From this theorem, we observe that

  • Only the product of regularization hyperparameters impacts the regularity of the solution.

  • The sum of columnwise regularization on the factor matrices in the explicit formulation becomes a product of regularizations in the implicit formulation, yielding group-sparsity on the rank-one components.

  • At optimality, the scales of the components must satisfy the balancing condition \(p_i\mu_ig_i(X_i^{\ast}[:,q])=\beta_q\). This means, in particular, that LRA models regularized with homogeneous functions do not suffer from scale ambiguity.

Special cases with \(\ell_1\) and \(\ell_2\) regularizations#

To make our main result Theorem 12 more explicit, let us instantiate the implicit HRSI formulation and the optimal scales for a couple of classical problems in rLRA. Based on the observation that only the product of regularization hyperparameters matters, the same regularization hyperparameter is used for all factor matrices.

Ridge-regularized nonnegative CPD#

Define the ridge nCPD formally as the optimization problem

\[ \argmin{X_i\geq 0} \| \mathcal{T} - \mathcal{I}_r \times_1 X_1 \times_2 X_2 \times_3 X_3 \|^2_F + \mu \left(\|X_1\|_F^2 + \|X_2\|_F^2 + \|X_3\|_F^2\right). \]

The implicit HRSI problem shows that ridge-regularization yields a componentwise group-sparsity implicit regularization,

\[ \argmin{\{\mathcal{L}_q\}_{q\leq r},~\text{rank}(\mathcal{L}_q)\leq 1} \|\mathcal{T} -\sum_{q=1}^{r} \mathcal{L}_q \|_F^2 + 3\mu \sum_{q=1}^{r} \|\mathcal{L}_q\|_F^{\frac{2}{3}} \]

where tensors \(\mathcal{L}_q\) are rank-one tensors \(X_1[:,q]\otimes X_2[:,q] \otimes X_3[:,q]\).
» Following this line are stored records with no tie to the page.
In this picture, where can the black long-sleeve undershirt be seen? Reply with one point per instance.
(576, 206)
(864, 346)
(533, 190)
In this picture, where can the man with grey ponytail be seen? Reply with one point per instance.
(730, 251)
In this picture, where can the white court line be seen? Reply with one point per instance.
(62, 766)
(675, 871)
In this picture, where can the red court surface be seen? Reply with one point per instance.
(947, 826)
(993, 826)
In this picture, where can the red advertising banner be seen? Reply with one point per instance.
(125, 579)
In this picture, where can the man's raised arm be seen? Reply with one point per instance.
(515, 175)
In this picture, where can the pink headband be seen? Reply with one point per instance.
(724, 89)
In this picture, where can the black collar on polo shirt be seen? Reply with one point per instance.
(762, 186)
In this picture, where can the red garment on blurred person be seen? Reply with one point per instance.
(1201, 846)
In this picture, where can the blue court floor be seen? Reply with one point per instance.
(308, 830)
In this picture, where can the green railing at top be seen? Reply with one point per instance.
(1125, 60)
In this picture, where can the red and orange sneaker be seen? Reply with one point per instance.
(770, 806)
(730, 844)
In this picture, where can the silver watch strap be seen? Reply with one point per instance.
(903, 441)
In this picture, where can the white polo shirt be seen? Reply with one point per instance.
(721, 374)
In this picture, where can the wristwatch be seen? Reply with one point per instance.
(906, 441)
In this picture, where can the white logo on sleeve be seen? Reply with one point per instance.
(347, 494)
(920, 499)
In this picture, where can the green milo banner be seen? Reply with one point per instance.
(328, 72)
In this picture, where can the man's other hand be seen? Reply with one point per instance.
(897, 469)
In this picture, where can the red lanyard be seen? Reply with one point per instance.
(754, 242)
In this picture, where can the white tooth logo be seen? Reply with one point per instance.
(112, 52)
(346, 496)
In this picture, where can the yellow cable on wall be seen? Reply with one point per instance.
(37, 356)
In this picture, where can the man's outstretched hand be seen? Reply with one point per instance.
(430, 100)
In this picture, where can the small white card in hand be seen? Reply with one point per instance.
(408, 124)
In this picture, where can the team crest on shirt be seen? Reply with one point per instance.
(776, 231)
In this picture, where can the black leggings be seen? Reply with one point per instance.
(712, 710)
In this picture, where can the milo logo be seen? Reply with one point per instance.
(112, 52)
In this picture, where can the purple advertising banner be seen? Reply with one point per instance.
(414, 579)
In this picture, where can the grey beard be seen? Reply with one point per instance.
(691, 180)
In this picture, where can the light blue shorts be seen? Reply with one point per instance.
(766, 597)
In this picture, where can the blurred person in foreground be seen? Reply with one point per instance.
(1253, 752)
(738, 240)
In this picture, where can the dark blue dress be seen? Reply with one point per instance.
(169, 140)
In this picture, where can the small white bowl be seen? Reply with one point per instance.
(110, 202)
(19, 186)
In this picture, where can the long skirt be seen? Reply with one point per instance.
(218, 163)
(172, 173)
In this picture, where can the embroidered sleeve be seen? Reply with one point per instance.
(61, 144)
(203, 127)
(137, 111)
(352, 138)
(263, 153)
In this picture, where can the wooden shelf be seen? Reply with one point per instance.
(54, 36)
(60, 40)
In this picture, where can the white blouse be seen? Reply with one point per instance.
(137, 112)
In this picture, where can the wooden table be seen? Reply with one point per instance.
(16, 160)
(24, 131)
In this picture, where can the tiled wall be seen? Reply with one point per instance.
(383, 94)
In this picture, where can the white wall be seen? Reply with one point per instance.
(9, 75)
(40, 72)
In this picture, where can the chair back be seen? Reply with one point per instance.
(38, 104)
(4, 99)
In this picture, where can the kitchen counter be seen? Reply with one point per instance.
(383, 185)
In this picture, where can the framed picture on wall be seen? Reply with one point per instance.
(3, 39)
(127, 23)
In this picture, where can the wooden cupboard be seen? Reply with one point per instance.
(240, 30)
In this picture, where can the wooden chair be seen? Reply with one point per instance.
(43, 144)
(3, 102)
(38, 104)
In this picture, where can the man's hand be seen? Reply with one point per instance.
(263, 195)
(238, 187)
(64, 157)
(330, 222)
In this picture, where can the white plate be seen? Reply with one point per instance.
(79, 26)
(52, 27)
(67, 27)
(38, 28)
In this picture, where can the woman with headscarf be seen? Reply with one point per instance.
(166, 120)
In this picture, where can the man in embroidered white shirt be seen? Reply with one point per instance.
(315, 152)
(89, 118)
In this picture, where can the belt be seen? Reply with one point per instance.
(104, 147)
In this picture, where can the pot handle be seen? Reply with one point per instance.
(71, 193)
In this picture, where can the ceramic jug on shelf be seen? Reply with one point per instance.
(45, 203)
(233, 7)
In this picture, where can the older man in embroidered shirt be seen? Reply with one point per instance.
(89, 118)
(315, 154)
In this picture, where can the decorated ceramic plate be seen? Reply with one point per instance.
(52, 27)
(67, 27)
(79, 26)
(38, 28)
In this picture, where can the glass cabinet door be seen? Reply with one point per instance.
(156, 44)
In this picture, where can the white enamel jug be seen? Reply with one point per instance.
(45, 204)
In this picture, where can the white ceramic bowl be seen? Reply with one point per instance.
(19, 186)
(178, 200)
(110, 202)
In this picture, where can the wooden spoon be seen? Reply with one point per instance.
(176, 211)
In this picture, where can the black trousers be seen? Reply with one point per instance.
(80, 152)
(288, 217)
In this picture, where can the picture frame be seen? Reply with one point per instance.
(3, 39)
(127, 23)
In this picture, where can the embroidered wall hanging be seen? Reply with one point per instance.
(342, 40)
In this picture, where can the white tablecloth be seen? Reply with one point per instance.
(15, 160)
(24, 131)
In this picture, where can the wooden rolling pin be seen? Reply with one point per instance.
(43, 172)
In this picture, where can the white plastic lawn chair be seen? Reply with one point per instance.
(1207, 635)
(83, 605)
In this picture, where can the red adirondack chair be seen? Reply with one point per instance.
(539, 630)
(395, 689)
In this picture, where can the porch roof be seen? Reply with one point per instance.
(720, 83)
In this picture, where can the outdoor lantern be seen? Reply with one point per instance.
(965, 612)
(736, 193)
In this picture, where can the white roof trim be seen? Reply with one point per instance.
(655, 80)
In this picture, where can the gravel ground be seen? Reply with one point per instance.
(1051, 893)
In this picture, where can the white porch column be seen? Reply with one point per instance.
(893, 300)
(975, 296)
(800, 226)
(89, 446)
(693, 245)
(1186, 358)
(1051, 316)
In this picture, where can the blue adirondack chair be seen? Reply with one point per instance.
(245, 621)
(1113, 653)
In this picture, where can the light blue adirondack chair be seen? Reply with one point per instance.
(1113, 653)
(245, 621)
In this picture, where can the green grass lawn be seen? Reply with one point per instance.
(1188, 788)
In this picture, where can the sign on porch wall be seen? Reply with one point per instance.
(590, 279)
We experimentally validate in the experiments subsection that tuning the regularization hyperparameter \(\mu\) indeed helps us to select the rank of the nCPD factorization automatically. Moreover, the optimal solution of ridge nCPD verifies the balancing equation

\[ 1 = \sqrt{2} \|X^\ast_i[:,q]\|_2^{-\frac{1}{3}}\prod_{j\neq i}\|X^\ast_j[:,q]\|_2^{\frac{2}{3}} .\]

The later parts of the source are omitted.